The Hawaii Technology Development Corporation (HTDC) is a state agency created in 1983 to foster the development of Hawaii's technology industry.

Naming 
The HTDC was established as the High Technology Development Corporation in 1983, but renamed in 2017 to more accurately describe its mission.

Responsibilities 
The HTDC is in charge of Hawaii's Small Business Innovation and Research (SIBR) grants which provides funding to develop new technology that was started in 1988.

History 
In May 2019, the HTDC partnered with BoxJelly to build the Entrepreneurs Sandbox, a co-working and entrepreneurship hub in Honolulu.

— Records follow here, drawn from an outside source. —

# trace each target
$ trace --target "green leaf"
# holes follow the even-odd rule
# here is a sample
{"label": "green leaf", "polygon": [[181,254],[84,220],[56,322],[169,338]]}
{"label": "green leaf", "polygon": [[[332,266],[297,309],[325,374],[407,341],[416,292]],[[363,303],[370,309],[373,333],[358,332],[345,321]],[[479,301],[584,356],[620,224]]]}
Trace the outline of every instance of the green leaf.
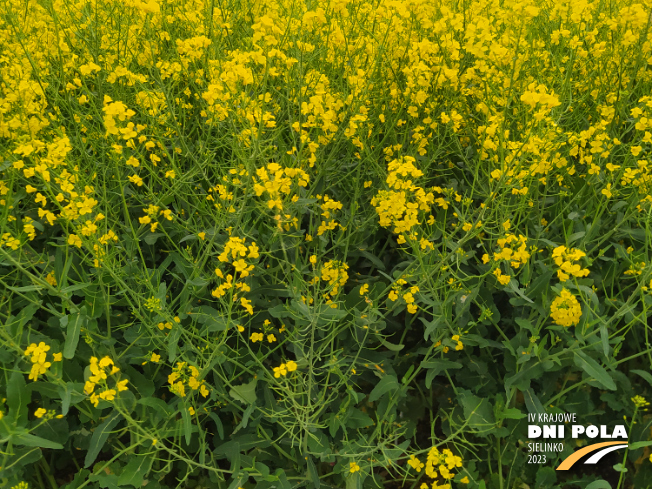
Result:
{"label": "green leaf", "polygon": [[611,489],[611,484],[607,481],[593,481],[584,489]]}
{"label": "green leaf", "polygon": [[224,426],[222,425],[222,420],[217,414],[212,411],[208,413],[208,417],[215,422],[215,426],[217,428],[217,436],[220,437],[220,440],[224,440]]}
{"label": "green leaf", "polygon": [[25,426],[27,405],[31,400],[31,391],[25,388],[25,377],[18,370],[14,370],[7,384],[7,405],[9,406],[9,416],[13,416],[18,426]]}
{"label": "green leaf", "polygon": [[630,370],[630,372],[640,375],[647,380],[648,384],[652,385],[652,375],[650,375],[650,372],[646,372],[645,370]]}
{"label": "green leaf", "polygon": [[144,241],[148,245],[153,245],[161,236],[164,236],[163,233],[149,233],[147,236],[145,236]]}
{"label": "green leaf", "polygon": [[[82,310],[85,311],[86,308],[82,307]],[[66,332],[66,343],[63,346],[63,357],[70,360],[75,356],[75,350],[79,343],[79,334],[81,333],[82,327],[86,326],[88,318],[82,311],[64,317],[66,320],[64,321],[64,318],[61,318],[60,322],[62,325],[64,322],[67,322],[68,329]]]}
{"label": "green leaf", "polygon": [[236,401],[245,404],[252,404],[256,402],[256,383],[257,379],[252,380],[248,384],[236,385],[229,391],[229,395]]}
{"label": "green leaf", "polygon": [[71,405],[74,406],[87,398],[86,394],[82,393],[83,388],[84,384],[81,382],[66,382],[65,387],[57,388],[57,393],[61,398],[61,414],[65,416]]}
{"label": "green leaf", "polygon": [[68,294],[70,292],[76,292],[78,290],[86,289],[90,287],[91,284],[89,283],[82,283],[82,284],[74,284],[74,285],[69,285],[68,287],[64,287],[61,289],[61,292],[63,294]]}
{"label": "green leaf", "polygon": [[369,393],[369,402],[374,402],[378,399],[380,399],[383,394],[389,392],[389,391],[394,391],[399,388],[399,383],[396,377],[393,375],[385,375],[382,379],[380,379],[380,382],[376,384],[376,386],[372,389],[372,391]]}
{"label": "green leaf", "polygon": [[154,459],[152,457],[137,456],[133,457],[129,463],[122,469],[122,473],[118,478],[118,486],[123,487],[126,485],[141,487],[143,479],[149,472]]}
{"label": "green leaf", "polygon": [[539,398],[531,387],[528,387],[523,391],[523,399],[525,400],[525,407],[527,407],[528,412],[533,414],[544,414],[546,412],[541,401],[539,401]]}
{"label": "green leaf", "polygon": [[421,362],[421,367],[428,369],[426,373],[426,389],[430,389],[432,385],[432,380],[437,377],[440,373],[445,370],[462,368],[462,364],[458,362],[452,362],[450,360],[430,360],[428,362]]}
{"label": "green leaf", "polygon": [[629,450],[638,450],[639,448],[649,447],[650,445],[652,445],[652,440],[637,441],[636,443],[631,443],[629,445]]}
{"label": "green leaf", "polygon": [[524,412],[517,408],[507,408],[501,414],[505,419],[522,419],[526,416]]}
{"label": "green leaf", "polygon": [[183,423],[183,434],[186,438],[186,445],[190,445],[190,439],[192,437],[192,419],[190,418],[190,412],[184,404],[179,404],[181,408],[181,421]]}
{"label": "green leaf", "polygon": [[594,378],[605,389],[616,390],[616,384],[607,371],[593,358],[581,350],[575,350],[575,365],[584,370],[589,377]]}
{"label": "green leaf", "polygon": [[379,336],[378,339],[380,340],[380,344],[383,345],[388,350],[401,351],[403,348],[405,348],[405,345],[394,345],[393,343],[390,343],[389,341],[385,340],[381,336]]}
{"label": "green leaf", "polygon": [[306,460],[308,462],[308,478],[310,479],[310,482],[312,482],[312,484],[315,486],[315,489],[319,489],[321,482],[319,481],[317,467],[315,467],[315,463],[312,461],[312,457],[308,456]]}
{"label": "green leaf", "polygon": [[487,399],[479,398],[465,389],[459,389],[458,399],[471,428],[487,432],[494,427],[496,420],[493,408]]}
{"label": "green leaf", "polygon": [[290,482],[288,481],[287,476],[285,475],[285,471],[283,469],[276,469],[276,472],[274,472],[274,475],[278,477],[278,481],[280,482],[280,489],[291,489],[292,486],[290,485]]}
{"label": "green leaf", "polygon": [[509,394],[509,389],[512,386],[518,387],[521,390],[528,389],[530,387],[530,380],[538,378],[543,371],[543,365],[539,360],[534,359],[531,363],[524,364],[521,370],[505,378],[505,391]]}
{"label": "green leaf", "polygon": [[255,407],[256,407],[255,402],[249,404],[249,407],[247,409],[245,409],[245,412],[242,414],[242,421],[240,421],[238,426],[235,427],[235,429],[233,430],[232,435],[237,433],[238,431],[240,431],[242,428],[247,427],[247,424],[249,424],[249,417],[251,416],[251,413],[254,412]]}
{"label": "green leaf", "polygon": [[18,445],[24,445],[26,447],[39,447],[39,448],[54,448],[56,450],[63,449],[61,443],[54,441],[46,440],[40,436],[30,435],[29,433],[24,433],[13,438],[13,441]]}
{"label": "green leaf", "polygon": [[168,406],[163,399],[159,399],[158,397],[141,397],[138,399],[138,404],[155,409],[165,417],[172,416],[173,414],[170,406]]}
{"label": "green leaf", "polygon": [[177,346],[181,338],[181,328],[177,325],[172,328],[172,332],[168,335],[168,358],[173,362],[177,358]]}
{"label": "green leaf", "polygon": [[88,452],[86,452],[86,458],[84,459],[84,467],[90,467],[95,459],[100,454],[100,451],[104,447],[106,440],[109,439],[111,435],[111,430],[118,424],[122,415],[118,411],[113,411],[111,415],[97,428],[93,431],[93,436],[91,437],[90,446],[88,447]]}
{"label": "green leaf", "polygon": [[208,332],[226,330],[227,323],[224,316],[217,309],[210,306],[198,307],[197,312],[193,312],[193,316],[196,316],[198,323],[206,325]]}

In January 2019, Len Higashi was named acting director after Robbie Melton stepped down from her almost five-year tenure as director and CEO.

In 2018, the HTDC lost ~$800,000 of income when the Manoa Innovation Center went back under control of University of Hawaii.

The Cyber Security and First Responder Tech Park 
In 2017, the HTDC faced criticism for its plans to build a 150-acre industrial park focused on first-responders called the Cyber Security and First Responder Tech Park. The plans for the park allocated the Hawaii Office of Enterprise Technology Services about 4 percent of the park's total built area and about 5 percent for the HTDC itself. The park, which is to be built near an NSA office, is the brainchild of Hawaii Sen. Donovan Dela Cruz.